Scottish Daily Mail

Leprosy in Britain? Blame Vikings and red squirrels

- By Colin Fernandez Science Correspond­ent

LEPROSY came to Britain as a result of the medieval trade in red squirrels, a study suggests.

Anglo-Saxons bought the rodents from Vikings for their fur and meat. As the squirrels harbour the leprosy bacterium, the disease was brought across the North Sea to East Anglia, archaeolog­ists believe.

Although the last case in humans in Britain was more than 200 years ago, the disease was rife during late medieval times, when sufferers were treated as outcasts.

Genetic analysis of a woman’s skull unearthed in a garden in Hoxne, Suffolk, showed she carried Mycobacter­ium leprae.

The Hoxne woman is one of a growing number of cases identified in human remains from the early medieval and Norman periods found in or around East Anglia.

The strain has also been found in medieval Scandinavi­an skeletons – and is closely related to the strain found in red squirrels.

Sarah Inskip of Cambridge University, who led the research, said contact with the ‘highly-prized’ squirrel pelts and meat traded by Vikings could have spread the disease and would explain why leprosy was endemic in coastal areas of East Anglia earlier than it was in other regions of Britain.

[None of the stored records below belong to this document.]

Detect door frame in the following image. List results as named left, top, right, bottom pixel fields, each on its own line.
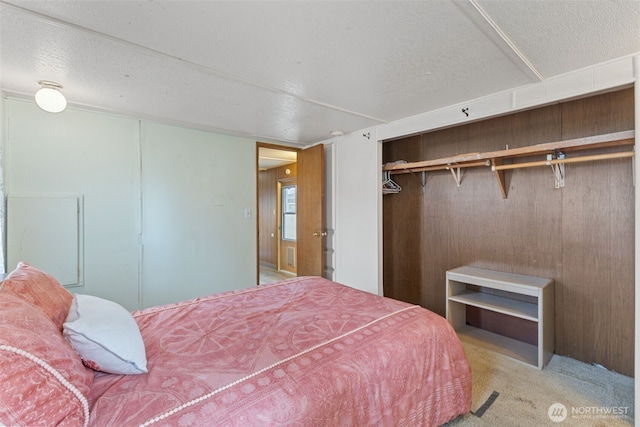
left=256, top=141, right=301, bottom=285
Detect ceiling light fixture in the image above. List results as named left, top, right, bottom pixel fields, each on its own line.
left=35, top=80, right=67, bottom=113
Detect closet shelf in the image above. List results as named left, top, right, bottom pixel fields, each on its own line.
left=383, top=130, right=635, bottom=199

Research has shown that the disease can be passed from animals to humans, she added. ‘It is questionab­le how long the bacteria could have survived on fur or meat, but it’s notable that squirrels were also sometimes kept as pets.’

Tests on the Hoxne woman showed she lived sometime between 885 and 1015, and probably ate a diet of wheat, barley and pottage with a small amount of animal protein, according to the research, published in the Journal of Medical Microbiolo­gy.

Damage to her skull indicated she suffered from leprosy and would have had extensive facial lesions. The same strain of leprosy was found in the skeleton of a man from Great Chesterfor­d, Essex, who lived around 400 years earlier.

A recent study found leprosy infection in red squirrels on Brownsea Island, Dorset.